Javier Bardem is excellent in The Beloved (El Ser Querido), which works better as a portrait of behind the scenes on a film shoot rather than a father-daughter tale.
Director: Rodrigo Sorogoyen
Original Title: El Ser Querido
Genre: Drama
Run Time: 135′
Cannes World Premiere: May 16, 2026 (In Competition)
U.S. Release Date: TBA
U.K. Release Date: TBA
Stop me if you’ve heard this one before: an acclaimed and garlanded European director reaches out to his estranged daughter to offer her a role in his comeback film. One year on from Sentimental Value’s Cannes bow, the festival welcomes The Beloved (El Ser Querido). The two films have thematic elements in common, but director Rodrigo Sorogoyen (The Beasts) focuses more on the filmmaking element, letting the potential for reconciliation between father and daughter be dragged to an endpoint by how well or badly the shoot goes.
It’s not a winning strategy for rebuilding family ties, and it ends up leaving The Beloved disjointed, even if there’s so much else here that works quite well.

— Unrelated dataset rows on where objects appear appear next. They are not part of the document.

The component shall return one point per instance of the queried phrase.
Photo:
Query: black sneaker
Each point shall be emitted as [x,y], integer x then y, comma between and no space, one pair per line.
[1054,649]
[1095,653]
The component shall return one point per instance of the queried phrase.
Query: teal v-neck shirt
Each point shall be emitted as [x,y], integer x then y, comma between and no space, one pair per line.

Javier Bardem channels his inner Coppola to play Esteban Martínez, a film festival-friendly Spanish director who’s returning to his homeland to make his first film there in many years. The variety of directors and locations Bardem has worked with over the years has been key to his broad appeal, and he’s likely taken inspiration from some of them for his role as Martínez. Not that he needs to, though; Bardem has played plenty of megalomaniacs in his time, and Martínez fits nicely into his roster of domineering but fragile men. He has to charm cast and crew into promising their best, while berating them furiously when they can’t deliver in the moment. Whether they want to or not, many directors will see themselves in Bardem’s fantastic performance, which holds these contradictions together loosely yet credibly.
Martínez’s latest project, Desert, is a historical drama, and his cast is almost complete. The Beloved opens with a lunch meeting at a restaurant between Martínez and his first choice for the female lead, namely his estranged daughter Emilia (Victoria Luengo). They haven’t met in a while, and their relationship has been distant enough that any encounter could tip it either way. Of course, Martínez wants to use this opportunity to foster a stronger bond, and their meeting is cordial. That is, what we can see of it is cordial.
Sorogoyen films the conversation tightly over his actors’ shoulders, to the point that the back of one actor’s head partially obscures the other’s face. It’s a disarming and formally grating move that only gets explained in a bout of meta commentary later in the film, but the prolonged length of the scene and the awkward framing threatens to lose the viewer with its pretentious confrontation. If nothing else, the director is letting us know that he’s throwing us into the deep end of this film shoot and this relationship.
What The Beloved captures about this relationship is both sides’ willingness to work towards a stronger connection, as well as the fragilities in both that prevent it from being fully realized. As the alcoholism of Martínez’s past is revealed, and similar resentful behaviour emerges in Emilia, Sorogoyen extinguishes certainties about where this will go. Nothing is guaranteed in the chaos of a film shoot. As with The Beasts, Sorogoyen eschews easy morality in exchange for immersion in a hell of people’s own making (A rural Spanish farm there and, in this case, an intense film shoot).
Martínez will be tough to work for, and some crew will leave, but he is the boss that must be obeyed. It’s not fair, but it’s the reality of the situation. In the face of all this, Emilia has to cope with the double burden of impressing both her director and her father. Luengo has impressed in Spanish television and features (She stars in Almodóvar’s Bitter Christmas, also playing at the Cannes Film Festival), and she holds her own against Bardem’s cruel master, bringing emotion to the piece that her father cannot be seen to show lest his authority on set be undermined.
The familial dynamics that play out in The Beloved are pleasantly relatable, but that also means that there’s potential for so much to go unresolved. It’s not a spoiler that the relationship will not play out as pleasantly as everyone hopes, and this grounded approach sits well with Sorogoyen’s depiction of a busy, messy film shoot. It just means that the lack/refusal of growth sits alongside the character’s hopes for one another, doomed to undermine them. From an audience perspective, it may not satisfy, but Sorogoyen was never out to placate anyone. The Beasts took a radical narrative turn in its final act, where The Beloved never signposted any destination beyond the film set. The audience is forced to confront its own complicity in wishing better for these characters, even though they repeatedly make it clear they may not deserve it.
The relationship between father and daughter evolves between the setups and takes on the set, and Sorogoyen must have borrowed from his own extensive experience to re-create the thick atmosphere of frustration such environments cultivate. Flubbed takes, arguments, firings and hirings keep the familial drama percolating, while also affording Sorogoyen some wonderful opportunities for a few blows at the fourth wall. An exercise in framing a shot is itself framed within the borders of a monitor, as Martínez works out how he wants his film to look. The Beloved is a film that focuses on the messiness of creation, though the refusal to compromise on expectations has a mixed effect.
The Beloved (El Ser Querido): Movie Plot & Recap
Synopsis:
An acclaimed director convinces his estranged daughter to act in his next film, but the chaos of the shoot threatens their attempts at reconciliation.
Pros:
- The cast is excellent, led by a superb Bardem
- The intelligent direction and script emphasize the realities of making a film, and the relationships that can be made or broken as a result
Cons:
- The characters are rounded, but their arcs are frustratingly (but intentionally) short
- Some formal flourishes annoy
The Beloved (El Ser Querido) premiered in competition at the Cannes Film Festival on May 16, 2026.